For more information on how to build these transformers read the section “Building the toroidal transformers” which is found towards the end of this article.
Calibration of the receiver
First of all, connect the receiver to the mains. The whole left side of the receiver is isolated but it must be make sure that the right side is connected to the network, therefore do not touch it with your hands and do not place the circuit on metal surfaces.
Then the transmitter is also connected (already calibrated) to the electrical network. You connect it so it is always on, so if there is a manual button you must skip it.
- Adjust TRIM2 until the receiver signal is recognized.
- Lower TRIM1 to make reception difficult and adjust TRIM2 again.
- Repeat the previous steps until you are able to receive even with TRIM2 set almost to the minimum.
- Alternatively, an oscilloscope can be connected (or a frequency meter) to TP1 and adjust the oscillation frequency to double the transmission frequency. That is, in case the transmitter is set to 1500 Hz, you will have to adjust TRIM2 to get 3000 Hz.
BUILD THE TWO TOROIDAL TRANSFORMERS
When looking for toroids on eBay check that they are about 14 mm outside diameter (minimum around 12 mm and maximum around 20 mm).

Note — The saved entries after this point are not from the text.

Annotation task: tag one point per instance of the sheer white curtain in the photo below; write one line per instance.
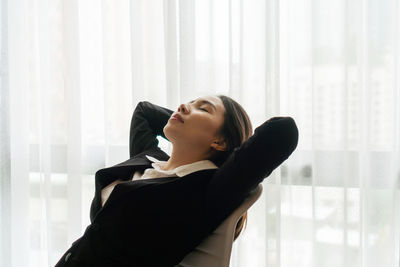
(72, 72)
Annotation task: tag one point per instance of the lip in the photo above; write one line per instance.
(177, 117)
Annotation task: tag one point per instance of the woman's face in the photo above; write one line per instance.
(202, 118)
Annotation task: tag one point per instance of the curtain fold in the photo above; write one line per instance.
(73, 71)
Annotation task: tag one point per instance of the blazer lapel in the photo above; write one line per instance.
(123, 171)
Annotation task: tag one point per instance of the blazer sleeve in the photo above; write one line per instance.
(148, 121)
(270, 145)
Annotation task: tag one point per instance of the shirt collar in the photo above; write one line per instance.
(184, 169)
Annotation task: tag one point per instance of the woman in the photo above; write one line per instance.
(152, 209)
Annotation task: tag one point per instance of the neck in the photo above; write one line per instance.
(181, 156)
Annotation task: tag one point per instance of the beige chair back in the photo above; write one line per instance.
(215, 250)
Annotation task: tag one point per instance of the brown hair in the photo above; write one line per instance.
(236, 129)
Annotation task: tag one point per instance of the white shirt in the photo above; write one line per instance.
(157, 172)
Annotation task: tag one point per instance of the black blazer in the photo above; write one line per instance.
(156, 222)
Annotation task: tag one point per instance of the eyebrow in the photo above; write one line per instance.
(206, 102)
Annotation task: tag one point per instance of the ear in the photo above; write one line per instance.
(219, 145)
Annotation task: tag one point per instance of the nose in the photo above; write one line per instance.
(183, 108)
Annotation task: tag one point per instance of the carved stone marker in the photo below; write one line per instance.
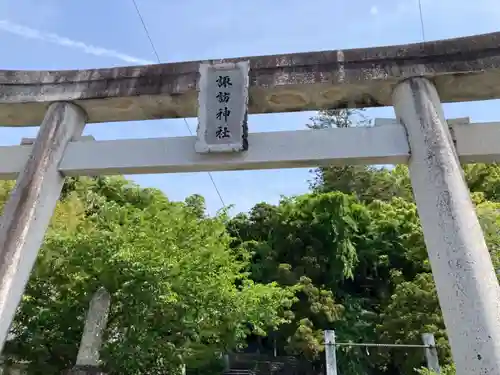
(87, 361)
(222, 107)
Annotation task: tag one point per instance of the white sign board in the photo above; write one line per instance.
(222, 107)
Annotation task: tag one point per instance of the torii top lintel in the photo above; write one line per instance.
(463, 69)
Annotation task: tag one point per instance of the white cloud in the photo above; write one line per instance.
(29, 33)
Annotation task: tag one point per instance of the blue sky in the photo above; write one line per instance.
(70, 34)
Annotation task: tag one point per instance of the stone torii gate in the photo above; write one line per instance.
(415, 79)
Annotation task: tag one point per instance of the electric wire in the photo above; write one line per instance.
(155, 51)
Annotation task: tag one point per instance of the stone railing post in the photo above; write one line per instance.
(87, 362)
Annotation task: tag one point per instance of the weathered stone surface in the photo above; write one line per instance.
(85, 370)
(97, 318)
(462, 69)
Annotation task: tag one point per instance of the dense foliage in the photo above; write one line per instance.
(187, 288)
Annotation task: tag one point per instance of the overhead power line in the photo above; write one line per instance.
(155, 51)
(421, 19)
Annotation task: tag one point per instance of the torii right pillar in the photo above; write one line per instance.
(466, 282)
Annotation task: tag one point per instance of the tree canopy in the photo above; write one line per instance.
(186, 288)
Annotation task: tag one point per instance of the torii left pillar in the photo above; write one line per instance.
(31, 204)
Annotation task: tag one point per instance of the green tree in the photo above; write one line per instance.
(178, 294)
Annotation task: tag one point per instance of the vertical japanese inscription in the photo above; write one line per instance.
(222, 112)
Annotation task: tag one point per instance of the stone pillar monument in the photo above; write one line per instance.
(87, 361)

If the toroids are too small it will be difficult to wind the turns and it will not be possible to keep the two windings well separated. If, on the other hand, they are too large, it will be difficult to fit them on the printout. In all cases you should not position them as drawn on the printed circuit boards, but vertically. If the wire used is stiff, the thorods will stay in place easily, otherwise you can fix them with hot glue.
The wire for the windings must be insulated, the red and black one of telephone systems is very good but any type of insulated wire can be used, both with rigid and multi-wire interior. The wire must be well insulated, but small enough to wrap it keeping the two windings well separated.
Do not use enameled copper wire, the enamel could be scratched or cracked and in any case it is too thin to give the total security we need.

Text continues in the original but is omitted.